Усилив мысленное напряжение, я чуть качнул головой, и невидимая, протянувшаяся между мной и сигаретой ниточка, обратившись в упругий луч, вмяла сигарету по самый фильтр в серые губы Хрома. Урка зашелся в кашле.
— Кури, камрад. Разрешаю. — Поднявшись, я вытер руки о полотенце, внимательно взглянул на Лешика.
— Видел?
— Класс! — Лешик улыбался. Он тоже принял эпизод с сигаретой за обычный фокус. — Научите, босс! Покажу парням, ахнут!
— Будешь хорошо себя вести, научу.
— Так ведь я завсегда…
— Давай, Лешик, — я хлопнул его по литому плечу. — Некогда мне болтать. Забирай этого лоха и проваливай.
— Снова к Хасану?
— Зачем? Отвези с ребятами в место поспокойнее и закопай.
— Он же еще того… — Лешик умолк, заметив мою гримасу. — Понял, босс! Все сделаем.
— Вот и двигай!
Душевный парень Лешик сграбастал хрипящего Хрома, рывками поволок по полу.
— Да! — остановил я его. — Передай Хасану, что я доволен. Весьма и весьма.
— Передам!
Уже перед входом в парную, где маялась с березовыми веничками и кваском в ковшике загорелая гибкая Фима, меня снова перехватили. На этот раз Ганс протягивал трубку сотовика.
— Женушка! — шепнул он. — Чуток под шафе.
— Изыди, прозорливый! — я взял трубку, и Ганс послушно исчез.
— Веселишься? — голос у Лены-Елены и впрямь малость подгулял. Разумеется, вместе с хозяйкой.
— Ты вроде как тоже. Что там у тебя в любимом бокале? «Мартини» или отечественный портвейн?
— «Мартини», — у нее был прононс француженки, но я-то знал, что ни единого французского словечка она не знает. — Пью вот тут в горьком одиночестве, гадаю, где ты и с кем.
— А я тут, моя лапонька. Тружусь на поприще и на ниве, отдаю родине долг, дань и честь.
— Насчет последнего не сомневаюсь!
— Поосторожней на поворотах, киса! Сначала докажи, потом наезжай.
— А тут и доказывать нечего. Дома ведешь себя, как чужой, женушкой не интересуешься. Какие еще выводы я могут делать?
— Может, я устаю? Не допускаешь? Может, я с ног валюсь, когда возвращаюсь домой? В две смены оно, сама знаешь, непросто вкалывать. Или ты считаешь меня двужильным?
— А запах духов? А помада?
— Какая еще помада?
— У тебя на правой брови был в прошлый вечер отпечаток. Губки с щечками ты, конечно, после них вытираешь, но вот бровки, видимо, забываешь причесывать.

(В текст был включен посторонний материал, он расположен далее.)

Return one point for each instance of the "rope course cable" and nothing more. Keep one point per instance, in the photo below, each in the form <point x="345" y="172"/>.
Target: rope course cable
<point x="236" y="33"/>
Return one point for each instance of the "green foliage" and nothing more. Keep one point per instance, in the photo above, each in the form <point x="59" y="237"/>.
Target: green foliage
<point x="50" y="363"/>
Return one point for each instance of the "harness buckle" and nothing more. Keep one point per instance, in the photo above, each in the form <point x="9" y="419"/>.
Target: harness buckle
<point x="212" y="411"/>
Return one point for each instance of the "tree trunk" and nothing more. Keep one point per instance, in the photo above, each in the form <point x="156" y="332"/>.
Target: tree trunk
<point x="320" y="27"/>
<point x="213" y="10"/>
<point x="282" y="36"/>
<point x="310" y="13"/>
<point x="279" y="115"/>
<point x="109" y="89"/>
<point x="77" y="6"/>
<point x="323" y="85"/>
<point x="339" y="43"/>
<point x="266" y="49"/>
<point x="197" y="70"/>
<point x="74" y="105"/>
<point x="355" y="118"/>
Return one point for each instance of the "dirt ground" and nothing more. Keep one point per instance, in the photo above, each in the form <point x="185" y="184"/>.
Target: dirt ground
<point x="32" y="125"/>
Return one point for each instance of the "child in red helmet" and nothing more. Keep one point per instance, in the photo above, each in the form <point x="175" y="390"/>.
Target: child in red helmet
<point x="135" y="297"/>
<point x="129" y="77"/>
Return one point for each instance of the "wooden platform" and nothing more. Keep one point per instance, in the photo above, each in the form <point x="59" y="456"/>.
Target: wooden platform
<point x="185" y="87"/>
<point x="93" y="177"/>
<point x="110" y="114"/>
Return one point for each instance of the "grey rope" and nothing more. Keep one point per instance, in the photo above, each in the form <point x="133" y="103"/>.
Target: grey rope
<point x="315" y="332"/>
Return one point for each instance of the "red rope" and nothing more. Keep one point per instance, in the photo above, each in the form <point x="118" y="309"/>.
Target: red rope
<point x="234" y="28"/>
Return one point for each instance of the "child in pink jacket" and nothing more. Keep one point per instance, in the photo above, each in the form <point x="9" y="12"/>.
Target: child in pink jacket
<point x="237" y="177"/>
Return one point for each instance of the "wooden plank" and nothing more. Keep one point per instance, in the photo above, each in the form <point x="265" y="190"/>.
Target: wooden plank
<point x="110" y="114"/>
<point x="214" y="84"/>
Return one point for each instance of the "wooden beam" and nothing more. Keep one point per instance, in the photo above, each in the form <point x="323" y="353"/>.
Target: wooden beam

Я поморщился. Да и что тут скажешь! Взяла, что называется, с поличным. Потому как бровки я действительно не причесываю.
— Ну?… Что молчишь? Совесть гложет?
— Послушай! — я взъярился. — Чего тебе не достает? Квартира — три сотни квадратов, пара дач, сад, каждое лето — санатории на Средиземноморье!
— Ты думаешь, мне этого достаточно?
— Опять все о том же?
— Я хочу, чтобы у нас были дети!
— Это подле пьющей-то маменьки? Ну уж дудки!
— Послушай, Ящер, не смей говорить со мной подобным тоном! Не смей, слышишь! Я… Я тебя официально предупреждаю: если все будет продолжаться таким же образом, я тебе изменю!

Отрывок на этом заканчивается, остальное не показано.